6,775,358: Method and system for enhanced interactive playback of audio content to telephone callers.
One of the core inventions in this patent was the “state language” as described in the Voice Engine section of the Technology page. This allowed us to:
7,028,252: System and method for construction, storage, and transportation of presentation-independent multi-media content.
The long-term vision for Indicast was a platform for presenting content to the user regardless of original content type. For instance, textual content could be converted to concatenated speech. We also wanted more types of metadata on content to make better choices of content for the user (e.g., I want to hear any content mentioning “Google” and “cars”). This patent was based on our “Omni-View XML” schema and related persistence form that could describe any type of data in one or more forms (e.g., audio and a text transcript) and, most importantly, its related metadata. We leveraged work from the Dublin Core metadata initiative and others.
7,440,555: Method and apparatus for rendering audio streams from textual content for delivery to a user.

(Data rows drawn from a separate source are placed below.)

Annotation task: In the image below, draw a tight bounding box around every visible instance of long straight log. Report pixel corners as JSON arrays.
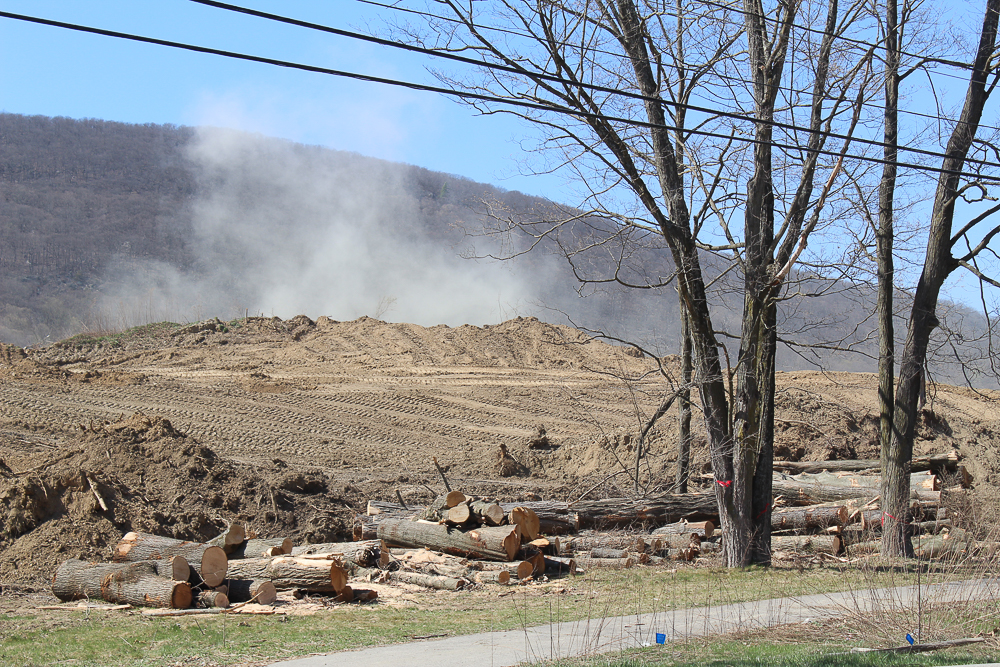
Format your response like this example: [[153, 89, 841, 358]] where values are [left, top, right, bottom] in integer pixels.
[[774, 450, 961, 474], [771, 535, 843, 556], [559, 533, 648, 553], [573, 493, 719, 529], [292, 539, 391, 567], [52, 558, 191, 609], [112, 532, 229, 588], [226, 579, 278, 604], [771, 505, 848, 530], [378, 519, 521, 561], [229, 556, 347, 593], [205, 523, 247, 555]]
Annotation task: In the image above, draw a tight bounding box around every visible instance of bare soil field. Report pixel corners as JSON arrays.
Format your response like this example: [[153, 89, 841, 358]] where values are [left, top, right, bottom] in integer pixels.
[[0, 316, 1000, 588]]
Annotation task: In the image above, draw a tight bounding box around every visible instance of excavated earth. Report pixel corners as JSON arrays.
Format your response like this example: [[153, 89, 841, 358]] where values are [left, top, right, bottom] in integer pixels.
[[0, 316, 1000, 589]]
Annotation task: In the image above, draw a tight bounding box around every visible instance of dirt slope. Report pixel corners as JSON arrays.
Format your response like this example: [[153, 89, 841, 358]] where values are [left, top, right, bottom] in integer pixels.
[[0, 316, 1000, 581]]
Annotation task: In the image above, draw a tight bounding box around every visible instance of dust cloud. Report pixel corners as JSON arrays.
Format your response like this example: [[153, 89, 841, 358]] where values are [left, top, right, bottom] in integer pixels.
[[101, 128, 537, 326]]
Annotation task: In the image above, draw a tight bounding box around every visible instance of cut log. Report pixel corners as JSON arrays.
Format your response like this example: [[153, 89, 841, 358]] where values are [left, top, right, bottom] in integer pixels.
[[229, 556, 347, 593], [774, 449, 961, 475], [292, 539, 392, 567], [771, 535, 843, 556], [771, 473, 941, 505], [197, 591, 229, 609], [205, 523, 247, 555], [112, 533, 229, 588], [771, 505, 848, 530], [145, 556, 191, 581], [652, 521, 715, 540], [378, 519, 521, 561], [227, 579, 278, 604], [559, 533, 648, 553], [469, 500, 506, 526], [52, 559, 191, 609], [469, 570, 510, 586], [573, 556, 635, 570], [545, 556, 576, 575], [358, 569, 468, 591], [573, 493, 719, 529], [229, 537, 292, 559], [507, 507, 541, 541], [445, 503, 479, 526]]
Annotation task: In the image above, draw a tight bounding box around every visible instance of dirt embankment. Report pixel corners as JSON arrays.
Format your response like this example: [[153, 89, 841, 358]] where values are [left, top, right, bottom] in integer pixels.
[[0, 316, 1000, 583]]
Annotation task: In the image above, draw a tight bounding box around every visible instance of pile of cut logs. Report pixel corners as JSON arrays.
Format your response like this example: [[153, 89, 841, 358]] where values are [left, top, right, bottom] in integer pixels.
[[52, 524, 388, 609], [354, 451, 971, 568]]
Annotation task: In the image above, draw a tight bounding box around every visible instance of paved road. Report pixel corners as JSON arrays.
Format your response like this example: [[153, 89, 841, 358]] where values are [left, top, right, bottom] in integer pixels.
[[271, 579, 1000, 667]]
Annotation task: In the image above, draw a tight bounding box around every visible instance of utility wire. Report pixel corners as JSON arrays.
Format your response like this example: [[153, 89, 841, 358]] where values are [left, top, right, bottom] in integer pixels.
[[358, 0, 1000, 132], [191, 0, 1000, 175], [0, 11, 1000, 183]]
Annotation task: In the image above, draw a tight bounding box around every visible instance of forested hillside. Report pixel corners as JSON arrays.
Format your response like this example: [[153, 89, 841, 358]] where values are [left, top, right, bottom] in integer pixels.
[[0, 114, 986, 384]]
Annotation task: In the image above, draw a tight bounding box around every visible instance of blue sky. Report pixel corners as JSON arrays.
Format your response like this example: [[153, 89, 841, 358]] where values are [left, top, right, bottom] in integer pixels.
[[0, 0, 561, 199], [0, 0, 997, 314]]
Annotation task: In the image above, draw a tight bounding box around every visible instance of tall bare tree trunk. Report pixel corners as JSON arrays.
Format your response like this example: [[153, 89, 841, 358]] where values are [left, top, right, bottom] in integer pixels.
[[674, 307, 694, 493], [882, 0, 1000, 556]]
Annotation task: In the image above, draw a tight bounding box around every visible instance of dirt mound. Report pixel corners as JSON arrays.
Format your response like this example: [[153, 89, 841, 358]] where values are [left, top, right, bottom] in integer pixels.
[[0, 414, 363, 582]]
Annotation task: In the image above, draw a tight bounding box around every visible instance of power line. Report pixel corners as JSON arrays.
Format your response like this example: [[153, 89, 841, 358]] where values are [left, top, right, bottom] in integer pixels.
[[0, 11, 1000, 183], [191, 0, 1000, 175], [358, 0, 1000, 132]]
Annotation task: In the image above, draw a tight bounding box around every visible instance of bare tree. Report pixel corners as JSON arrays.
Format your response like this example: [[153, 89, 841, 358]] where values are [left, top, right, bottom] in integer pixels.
[[881, 0, 1000, 556], [398, 0, 871, 566]]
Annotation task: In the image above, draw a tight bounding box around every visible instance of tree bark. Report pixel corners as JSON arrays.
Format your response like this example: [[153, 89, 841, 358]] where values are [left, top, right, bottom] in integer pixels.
[[378, 519, 521, 561], [112, 532, 228, 588], [52, 559, 191, 609], [882, 0, 1000, 557]]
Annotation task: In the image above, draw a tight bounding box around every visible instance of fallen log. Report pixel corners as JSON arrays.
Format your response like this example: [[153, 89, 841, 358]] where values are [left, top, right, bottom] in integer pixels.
[[378, 519, 521, 561], [205, 523, 247, 555], [227, 579, 278, 604], [771, 505, 848, 530], [358, 569, 468, 591], [573, 556, 635, 570], [559, 534, 647, 553], [774, 449, 961, 474], [112, 532, 229, 588], [52, 558, 191, 609], [545, 556, 576, 575], [196, 591, 229, 609], [507, 507, 541, 541], [771, 535, 843, 556], [291, 539, 391, 567], [573, 493, 719, 529], [652, 521, 715, 540], [229, 556, 347, 593]]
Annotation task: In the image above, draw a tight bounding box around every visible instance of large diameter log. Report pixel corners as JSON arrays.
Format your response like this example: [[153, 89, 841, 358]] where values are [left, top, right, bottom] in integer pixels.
[[52, 559, 191, 609], [112, 533, 229, 588], [378, 519, 521, 561], [573, 493, 719, 529], [771, 535, 843, 556], [229, 556, 347, 593], [227, 579, 278, 604], [771, 473, 941, 505], [774, 450, 961, 474], [771, 505, 848, 530], [205, 523, 247, 555], [197, 591, 229, 609], [291, 540, 391, 567], [507, 507, 541, 540], [559, 534, 647, 553]]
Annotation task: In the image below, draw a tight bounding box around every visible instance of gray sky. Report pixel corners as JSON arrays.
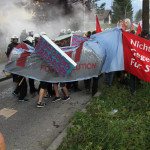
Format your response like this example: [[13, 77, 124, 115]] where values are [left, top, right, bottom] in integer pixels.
[[98, 0, 142, 19]]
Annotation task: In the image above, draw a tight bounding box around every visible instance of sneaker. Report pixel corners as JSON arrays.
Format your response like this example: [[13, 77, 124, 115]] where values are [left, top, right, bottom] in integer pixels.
[[18, 99, 29, 103], [12, 92, 18, 98], [62, 96, 70, 101], [36, 102, 46, 108], [52, 97, 61, 103]]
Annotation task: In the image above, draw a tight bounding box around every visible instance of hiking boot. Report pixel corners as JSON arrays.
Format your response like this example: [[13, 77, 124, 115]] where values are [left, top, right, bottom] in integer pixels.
[[52, 97, 61, 103], [36, 102, 46, 108]]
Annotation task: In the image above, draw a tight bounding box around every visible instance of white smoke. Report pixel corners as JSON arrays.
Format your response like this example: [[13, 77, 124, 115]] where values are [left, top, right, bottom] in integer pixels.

We devised a powerful new way of generating concatenated speech. Described simply, we scanned the text and looked for the longest sequence of words that were human-voice pre-recorded and then presented those as the audio. This tool allowed us to generate early versions of our “voice user interfaces” (VUI) that played text-to-speech (TTS) to start. As we added pre-recorded audio to our libraries, the TTS was gradually replaced by human-voice pre-recorded content. An example of this was our movie times, where we presented the movie title in TTS at first, and later introduced human-voice pre-recorded titles. We only had to add the pre-recorded audio segment to the appropriate library, the service picked it up automatically, and the user experience improved. The Marketing team could do this, as no code needed to be modified.